The announcement comes on the 50th anniversary of the first human foray into the final frontier–Sputnik, of course. The Soviets weren’t even 100% aware of the significance of what they had done, but boy, the rest of the world sure was. It was before my time, but it launched the space race, which I grew up watching, along with Star Trek. I was of course certain that the former would ultimately lead to the latter.
Regettably, it hasn’t. John F. Kennedy’s challenge to get to the moon before the 60s were over–not because it was easy, but because it was hard–made for a thrilling decade that I could recognize even as a toddler. For one moment in the summer of 1969, the entire world watched as Neil Armstrong and Buzz Aldrin set foot on the moon. Even the Soviets, formidable cold warrior foes, had to acknowledge that while it was Americans who had beaten them in the space race, it was also a testament to what men from Earth could accomplish.
Within a few years, it was over, and the conquest of colonization of space once again was pretty much confined to science fiction.

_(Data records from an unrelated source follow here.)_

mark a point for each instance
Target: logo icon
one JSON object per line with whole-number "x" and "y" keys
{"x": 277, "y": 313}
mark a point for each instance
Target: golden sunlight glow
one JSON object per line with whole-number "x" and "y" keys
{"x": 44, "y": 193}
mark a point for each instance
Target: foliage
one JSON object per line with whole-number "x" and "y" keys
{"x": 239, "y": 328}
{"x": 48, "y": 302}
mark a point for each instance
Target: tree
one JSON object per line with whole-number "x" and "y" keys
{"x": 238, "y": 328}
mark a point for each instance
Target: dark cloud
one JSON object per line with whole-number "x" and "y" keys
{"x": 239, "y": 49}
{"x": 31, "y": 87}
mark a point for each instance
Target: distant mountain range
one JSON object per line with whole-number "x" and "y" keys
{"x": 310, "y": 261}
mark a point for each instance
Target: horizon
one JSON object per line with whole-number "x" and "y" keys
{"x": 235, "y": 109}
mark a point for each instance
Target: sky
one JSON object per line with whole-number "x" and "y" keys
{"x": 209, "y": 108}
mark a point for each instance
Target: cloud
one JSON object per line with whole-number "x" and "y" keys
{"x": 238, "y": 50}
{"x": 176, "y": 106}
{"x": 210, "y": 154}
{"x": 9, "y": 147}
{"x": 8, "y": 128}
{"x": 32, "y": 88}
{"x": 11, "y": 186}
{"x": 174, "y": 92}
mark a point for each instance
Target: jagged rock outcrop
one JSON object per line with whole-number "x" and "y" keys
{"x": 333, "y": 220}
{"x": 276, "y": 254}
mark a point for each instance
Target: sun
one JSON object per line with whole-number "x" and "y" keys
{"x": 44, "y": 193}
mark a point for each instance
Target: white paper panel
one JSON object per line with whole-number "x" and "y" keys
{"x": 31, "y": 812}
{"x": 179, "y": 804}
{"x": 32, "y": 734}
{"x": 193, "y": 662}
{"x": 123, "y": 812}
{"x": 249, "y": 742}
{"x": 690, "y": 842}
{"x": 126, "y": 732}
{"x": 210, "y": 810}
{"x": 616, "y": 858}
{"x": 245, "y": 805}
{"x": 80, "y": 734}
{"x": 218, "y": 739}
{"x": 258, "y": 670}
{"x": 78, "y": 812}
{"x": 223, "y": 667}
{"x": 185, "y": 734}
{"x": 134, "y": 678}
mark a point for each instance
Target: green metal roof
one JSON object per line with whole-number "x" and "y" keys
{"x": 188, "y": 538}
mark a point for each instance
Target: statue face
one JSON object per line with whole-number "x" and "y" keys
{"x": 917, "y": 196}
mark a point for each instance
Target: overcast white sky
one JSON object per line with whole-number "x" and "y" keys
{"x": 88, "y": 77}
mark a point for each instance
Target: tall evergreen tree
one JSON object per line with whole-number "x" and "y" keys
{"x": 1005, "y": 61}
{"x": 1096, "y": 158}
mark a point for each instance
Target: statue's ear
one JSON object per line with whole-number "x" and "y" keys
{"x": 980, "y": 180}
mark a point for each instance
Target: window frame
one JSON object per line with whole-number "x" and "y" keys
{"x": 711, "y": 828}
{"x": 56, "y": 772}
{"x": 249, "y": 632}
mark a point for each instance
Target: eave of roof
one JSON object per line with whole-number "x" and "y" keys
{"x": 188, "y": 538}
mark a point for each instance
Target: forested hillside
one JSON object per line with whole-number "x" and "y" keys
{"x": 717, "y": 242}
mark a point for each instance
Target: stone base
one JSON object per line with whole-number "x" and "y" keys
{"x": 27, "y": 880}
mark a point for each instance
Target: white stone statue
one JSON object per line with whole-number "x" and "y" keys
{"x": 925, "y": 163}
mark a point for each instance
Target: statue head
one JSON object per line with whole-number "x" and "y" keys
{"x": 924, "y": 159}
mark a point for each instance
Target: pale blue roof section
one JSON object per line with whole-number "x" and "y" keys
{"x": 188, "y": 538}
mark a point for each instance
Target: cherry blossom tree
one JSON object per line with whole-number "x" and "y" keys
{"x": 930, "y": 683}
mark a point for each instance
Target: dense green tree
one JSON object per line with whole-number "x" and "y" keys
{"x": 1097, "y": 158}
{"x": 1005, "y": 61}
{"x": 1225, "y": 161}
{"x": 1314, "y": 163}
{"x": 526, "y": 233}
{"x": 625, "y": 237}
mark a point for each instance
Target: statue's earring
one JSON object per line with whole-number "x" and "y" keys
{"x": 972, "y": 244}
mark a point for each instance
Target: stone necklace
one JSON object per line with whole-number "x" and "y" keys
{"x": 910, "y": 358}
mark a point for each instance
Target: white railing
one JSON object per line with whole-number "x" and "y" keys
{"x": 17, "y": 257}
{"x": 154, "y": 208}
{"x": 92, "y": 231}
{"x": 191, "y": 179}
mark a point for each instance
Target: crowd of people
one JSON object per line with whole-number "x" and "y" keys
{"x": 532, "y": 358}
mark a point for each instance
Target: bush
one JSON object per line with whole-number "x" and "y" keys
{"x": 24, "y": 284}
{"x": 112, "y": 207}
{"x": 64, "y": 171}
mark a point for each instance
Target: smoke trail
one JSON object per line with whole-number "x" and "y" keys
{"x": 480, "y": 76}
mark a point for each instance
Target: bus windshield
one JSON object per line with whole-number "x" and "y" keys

Enter the X-prizes. Burt Rutan’s Spaceship One proved that private enterprise might be the launch pad from which the Starship Enterprise might emerge. Virgin Galactic hopes to sells commercial passenger tickets on a Spaceship One inspired design that will go to the edge of space in a few years. Later this month, in Las Cruces, New Mexico, the Wirefly X-Prize Cup will bring privately-funded entrants vying to win a design for a Lunar Lander.
And Google is getting a hand in as well, with the Google Lunar Lander X Prize–$30 million in prizes if a privately funded effort can land a robotic lander on the surface of the moon. The object has to get to the moon, travel at least 500 meteres, and send pictures and video back to Earth by 2012.
As a kid, it seemed like we’d be vacationing on the moon by now, and space travel would be routine. I suppose that’s what you get when you wait for NASAÂ and taxpayers to figure this out. Let’s hope the private sector comes up with better results.
And as for Sulu’s asteroid, well, that’s nothing. I am going to get an actual star named Geekfoolery.com. No kidding… they say it’s all official and everything!